The FTA said its Low-No program helps eligible project sponsors purchase or lease low- or no-emission vehicles, while also supporting facilities that use advanced technologies to provide cleaner, more energy-efficient transit operations in communities across the country. This year’s NOFO will prioritize applications with an environmental justice component as well as those that will support workforce development activities to help America’s transit workers succeed, the agency said.

“The Biden Administration is committed to investing in clean transportation, and the Low or No Emission Program will put more American-made, energy-efficient buses into service across the country,” noted U.S. Transportation Secretary Pete Buttigieg in a statement. “This is an important step forward in ensuring that communities have access to high-quality, zero-emission transportation options.”

“Through the Low-No grant program, transit operators nationwide have the ability to replace aging buses near the end of their lifecycle with newer, cleaner models that are more efficient to operate and maintain,” added FTA Acting Administrator Nuria Fernandez.

In support of President Biden’s climate crisis executive order issued on January 20, FTA is placing a priority on projects that will help improve air quality in specific “non-attainment areas” around the country.

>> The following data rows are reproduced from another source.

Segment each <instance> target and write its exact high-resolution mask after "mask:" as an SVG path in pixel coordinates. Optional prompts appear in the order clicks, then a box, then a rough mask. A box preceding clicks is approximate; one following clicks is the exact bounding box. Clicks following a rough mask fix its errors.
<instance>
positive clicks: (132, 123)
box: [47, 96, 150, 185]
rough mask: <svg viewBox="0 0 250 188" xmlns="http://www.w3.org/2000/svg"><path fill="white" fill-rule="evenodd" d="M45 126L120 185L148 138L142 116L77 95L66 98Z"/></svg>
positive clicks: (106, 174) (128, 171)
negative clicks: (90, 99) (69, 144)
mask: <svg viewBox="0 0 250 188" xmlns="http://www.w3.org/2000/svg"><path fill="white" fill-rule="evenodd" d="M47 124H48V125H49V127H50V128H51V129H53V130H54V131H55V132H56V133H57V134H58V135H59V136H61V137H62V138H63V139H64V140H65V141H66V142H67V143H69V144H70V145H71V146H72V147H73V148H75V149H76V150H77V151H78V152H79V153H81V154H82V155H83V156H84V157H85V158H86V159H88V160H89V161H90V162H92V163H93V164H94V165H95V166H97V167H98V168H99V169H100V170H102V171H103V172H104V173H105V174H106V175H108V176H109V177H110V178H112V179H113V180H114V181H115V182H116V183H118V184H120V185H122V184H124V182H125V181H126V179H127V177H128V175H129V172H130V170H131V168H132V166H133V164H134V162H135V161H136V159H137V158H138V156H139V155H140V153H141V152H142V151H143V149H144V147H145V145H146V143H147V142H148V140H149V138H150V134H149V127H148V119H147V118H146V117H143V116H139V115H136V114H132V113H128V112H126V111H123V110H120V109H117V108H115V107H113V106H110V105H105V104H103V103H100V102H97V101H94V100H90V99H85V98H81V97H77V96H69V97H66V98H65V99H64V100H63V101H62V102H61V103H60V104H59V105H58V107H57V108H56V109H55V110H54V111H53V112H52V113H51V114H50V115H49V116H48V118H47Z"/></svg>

FTA also said all capital procurements made via these funds must meet its Buy America requirements, which mandate that all iron, steel, and manufactured products be produced in the United States. It also requires that the cost of components and subcomponents of rolling stock produced in the United States must be more than 70 percent of the cost of all components.  Additionally, as part of FTA’s commitment to helping transit professionals keep up-to-date on technological advancements, the agency said Low-No recipients are permitted and encouraged to use up to 0.5 percent of these grant awards for workforce development activities, with an additional 0.5 percent available to cover costs associated with training at the National Transit Institute.